Finally, the shoe sole sides are sufficiently flexible to bend out easily when the shoes are put on the wearer's feet and therefore the shoe soles gently hold the sides of the wearer's foot sole when on, providing the equivalent of custom fit in a mass-produced shoe sole. In general, the applicant's preferred shoe sole embodiments include the structural and material flexibility to deform in parallel to the natural deformation of the wearer's foot sole as if it were bare and unaffected by any of the abnormal foot biomechanics created by rigid conventional shoe sole.
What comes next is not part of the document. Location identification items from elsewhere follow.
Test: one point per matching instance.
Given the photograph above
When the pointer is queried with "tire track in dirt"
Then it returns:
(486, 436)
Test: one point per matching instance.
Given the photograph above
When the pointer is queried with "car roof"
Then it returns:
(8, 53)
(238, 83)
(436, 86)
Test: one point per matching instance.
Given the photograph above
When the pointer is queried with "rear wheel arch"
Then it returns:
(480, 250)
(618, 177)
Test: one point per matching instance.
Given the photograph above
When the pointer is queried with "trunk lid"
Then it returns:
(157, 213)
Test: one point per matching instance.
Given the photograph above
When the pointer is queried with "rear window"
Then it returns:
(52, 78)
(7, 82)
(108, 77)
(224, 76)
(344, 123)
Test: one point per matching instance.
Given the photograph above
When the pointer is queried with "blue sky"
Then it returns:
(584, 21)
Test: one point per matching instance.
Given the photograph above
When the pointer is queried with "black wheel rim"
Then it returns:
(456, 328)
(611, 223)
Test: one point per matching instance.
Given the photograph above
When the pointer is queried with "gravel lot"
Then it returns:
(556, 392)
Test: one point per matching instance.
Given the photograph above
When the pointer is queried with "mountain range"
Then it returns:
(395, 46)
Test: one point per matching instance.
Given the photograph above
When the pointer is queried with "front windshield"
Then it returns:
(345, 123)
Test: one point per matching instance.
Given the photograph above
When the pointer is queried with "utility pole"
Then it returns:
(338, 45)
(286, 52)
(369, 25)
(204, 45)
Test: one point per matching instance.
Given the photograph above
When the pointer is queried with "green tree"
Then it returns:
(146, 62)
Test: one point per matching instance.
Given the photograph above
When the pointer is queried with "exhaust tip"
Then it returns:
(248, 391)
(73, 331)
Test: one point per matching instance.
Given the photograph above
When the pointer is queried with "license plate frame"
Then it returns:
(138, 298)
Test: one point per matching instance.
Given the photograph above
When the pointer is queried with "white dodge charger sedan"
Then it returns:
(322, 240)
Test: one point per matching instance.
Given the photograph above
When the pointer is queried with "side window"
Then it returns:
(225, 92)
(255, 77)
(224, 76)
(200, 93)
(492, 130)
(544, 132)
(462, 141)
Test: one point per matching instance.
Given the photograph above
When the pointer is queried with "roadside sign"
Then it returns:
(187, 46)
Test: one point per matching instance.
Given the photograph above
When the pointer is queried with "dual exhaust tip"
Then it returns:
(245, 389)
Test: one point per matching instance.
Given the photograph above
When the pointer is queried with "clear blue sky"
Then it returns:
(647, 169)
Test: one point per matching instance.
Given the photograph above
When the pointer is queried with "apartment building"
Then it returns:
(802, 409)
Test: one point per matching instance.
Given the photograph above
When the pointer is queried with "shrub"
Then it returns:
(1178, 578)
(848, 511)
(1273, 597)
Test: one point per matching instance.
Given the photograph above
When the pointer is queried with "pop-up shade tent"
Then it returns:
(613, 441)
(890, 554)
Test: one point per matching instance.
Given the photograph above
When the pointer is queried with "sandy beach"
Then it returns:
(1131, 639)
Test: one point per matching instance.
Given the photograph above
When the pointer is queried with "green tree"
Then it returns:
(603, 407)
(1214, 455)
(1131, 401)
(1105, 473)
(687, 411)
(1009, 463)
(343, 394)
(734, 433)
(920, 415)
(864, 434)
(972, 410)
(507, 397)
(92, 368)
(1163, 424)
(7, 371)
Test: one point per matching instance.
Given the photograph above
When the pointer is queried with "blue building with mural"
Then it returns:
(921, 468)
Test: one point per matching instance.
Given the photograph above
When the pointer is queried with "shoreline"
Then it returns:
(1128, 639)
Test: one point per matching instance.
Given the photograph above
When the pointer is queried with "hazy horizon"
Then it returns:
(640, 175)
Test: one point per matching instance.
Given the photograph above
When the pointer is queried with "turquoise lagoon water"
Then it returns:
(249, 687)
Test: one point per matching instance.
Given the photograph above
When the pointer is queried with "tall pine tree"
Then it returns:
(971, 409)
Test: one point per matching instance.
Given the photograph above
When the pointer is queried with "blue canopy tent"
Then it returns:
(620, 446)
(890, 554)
At the same time, the applicant's preferred shoe sole embodiments are sufficiently firm to provide the wearer's foot with the structural support necessary to maintain normal pronation and supination, as if the wearer's foot were bare; in contrast, the excessive softness of many of the shoe sole materials used in shoe soles in the existing art cause abnormal foot pronation and supination.

As mentioned earlier regarding Fig. 1A and Fig. 3, the applicant has previously shown heel lift with constant frontal or transverse plane thickness, since it is oriented conventionally in alignment with the frontal or transverse plane and perpendicular to the long axis of the shoe sole. However, the heel wedge (or toe taper or other shoe sole thickness variations in the sagittal plane along the long axis of the shoe sole) can be located at an angle to the conventional alignment in the Fig. 10 design.

For example, the heel wedge can be located perpendicular to the subtalar axis, which is located in the heel area generally about 20 to 25 degrees medially, although a different angle can be used base on individual or group testing; such a orientation may provide better, more natural support to the subtalar joint, through which critical pronation and supination motion occur. The applicant's theoretically ideal stability plane concept would teach that such a heel wedge orientation would require constant shoe sole thickness in a vertical plane perpendicular to the chosen subtalar joint axis, instead of the frontal plane. Besides providing a better fit, the intentional undersizing of the flexible shoe sole sides allows for simplified design of shoe sole lasts, since the shoe last needs only to be approximate to provide a virtual custom fit, due to the flexible sides. As a result, the undersized flexible shoe sole sides allow the applicant's Fig. 10 shoe sole invention based on the theoretically ideal stability plane to be manufactured in relatively standard sizes in the same manner as are shoe uppers, since the flexible shoe sole sides can be built on standard shoe lasts, even though conceptually those sides conform to the specific shape of the individual wearer's foot sole, because the flexible sides bend to so conform when on the wearer's foot sole.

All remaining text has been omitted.